Packages

trait Histogram[T <: AnyVal] extends Serializable

Data object representing a histogram of values.

Linear Supertypes
Serializable, Serializable, AnyRef, Any
Ordering
  1. Alphabetic
  2. By Inheritance
Inherited
  1. Histogram
  2. Serializable
  3. Serializable
  4. AnyRef
  5. Any
  1. Hide All
  2. Show All
Visibility
  1. Public
  2. All

Abstract Value Members

  1. abstract def bucketCount(): Int

    The number of buckets utilized by this Histogram.

  2. abstract def cdf(): Array[(Double, Double)]

    CDF of the distribution.

  3. abstract def foreach(f: (T, Long) ⇒ Unit): Unit

    Execute the given function on the value and count of each bucket in the histogram.

  4. abstract def foreachValue(f: (T) ⇒ Unit): Unit

    Execute the given function on the value of each bucket in the histogram.

    Execute the given function on the value of each bucket in the histogram.

    f

    A unit function of one parameter

  5. abstract def itemCount(item: T): Long

    Return the number of occurrences for 'item'.

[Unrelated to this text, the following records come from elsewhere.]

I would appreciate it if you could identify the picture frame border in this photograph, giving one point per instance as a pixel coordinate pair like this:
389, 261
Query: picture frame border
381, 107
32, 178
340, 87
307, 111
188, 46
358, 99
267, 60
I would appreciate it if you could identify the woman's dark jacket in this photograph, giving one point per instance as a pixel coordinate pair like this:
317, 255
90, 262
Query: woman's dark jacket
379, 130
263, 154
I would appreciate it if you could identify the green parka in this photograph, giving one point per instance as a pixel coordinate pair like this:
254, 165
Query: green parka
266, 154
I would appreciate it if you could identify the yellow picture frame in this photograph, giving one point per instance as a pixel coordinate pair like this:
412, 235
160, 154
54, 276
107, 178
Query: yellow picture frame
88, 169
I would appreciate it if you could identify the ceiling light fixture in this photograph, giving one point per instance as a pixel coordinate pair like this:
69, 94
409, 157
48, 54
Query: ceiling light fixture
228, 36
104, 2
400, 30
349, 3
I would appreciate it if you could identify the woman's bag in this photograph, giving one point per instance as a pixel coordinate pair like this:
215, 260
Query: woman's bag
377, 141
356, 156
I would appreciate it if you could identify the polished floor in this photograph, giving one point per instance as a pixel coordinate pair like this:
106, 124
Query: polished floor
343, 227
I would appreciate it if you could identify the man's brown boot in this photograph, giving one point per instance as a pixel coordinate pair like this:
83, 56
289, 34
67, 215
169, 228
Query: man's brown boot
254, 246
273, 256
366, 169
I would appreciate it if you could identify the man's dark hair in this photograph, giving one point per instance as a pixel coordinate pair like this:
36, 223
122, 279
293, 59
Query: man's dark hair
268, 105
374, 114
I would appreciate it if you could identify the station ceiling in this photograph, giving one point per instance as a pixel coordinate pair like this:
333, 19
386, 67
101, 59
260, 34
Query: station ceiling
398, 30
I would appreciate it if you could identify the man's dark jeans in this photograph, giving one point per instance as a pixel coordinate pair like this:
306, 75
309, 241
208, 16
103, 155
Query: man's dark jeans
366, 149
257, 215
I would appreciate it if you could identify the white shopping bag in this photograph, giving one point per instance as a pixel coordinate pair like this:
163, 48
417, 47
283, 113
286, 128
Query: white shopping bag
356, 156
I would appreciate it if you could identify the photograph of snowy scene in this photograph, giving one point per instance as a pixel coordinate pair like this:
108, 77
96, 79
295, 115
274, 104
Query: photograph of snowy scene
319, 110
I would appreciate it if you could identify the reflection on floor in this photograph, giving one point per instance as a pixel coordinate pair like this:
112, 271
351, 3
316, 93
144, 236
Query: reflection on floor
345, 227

  6. abstract def maxBucketCount(): Int

    Return the maximum number of buckets of this histogram.

  7. abstract def maxValue(): Option[T]

    Return the largest item seen.

  8. abstract def mean(): Option[Double]

    Compute the mean of the distribution represented by the histogram.

  9. abstract def median(): Option[T]

    Compute the median of the distribution represented by the histogram.

  10. abstract def merge(histogram: Histogram[T]): Histogram[T]

    Return the sum of this histogram and the given one (the sum is the histogram that would result from seeing all of the values seen by the two antecedent histograms).

  11. abstract def minValue(): Option[T]

    Return the smallest item seen.

  12. abstract def mode(): Option[T]

    Compute the mode of the distribution represented by the histogram.

  13. abstract def mutable(): MutableHistogram[T]

    Return a mutable copy of this histogram.

  14. abstract def quantileBreaks(num: Int): Array[T]

    Compute the quantile breaks of the histogram, where the latter are evenly spaced in 'num' increments starting at zero percent.

  15. abstract def rawValues(): Array[T]

    Return an array containing the values seen by this histogram.

  16. abstract def statistics(): Option[Statistics[T]]

    Return a statistics object for the distribution represented by the histogram.

    Return a statistics object for the distribution represented by the histogram. Contains among other things: mean, mode, median, and so-forth.

  17. abstract def totalCount(): Long

    Return the total number of occurrences for all items.

  18. abstract def values(): Array[T]

    Return a sorted array of values seen by this histogram.

Concrete Value Members

  1. def binCounts(): Seq[(T, Long)]

    Return sequence of tuples pairing bin label value and to its associated count.

  2. def minMaxValues(): Option[(T, T)]

    Return the smallest and largest items seen as a tuple.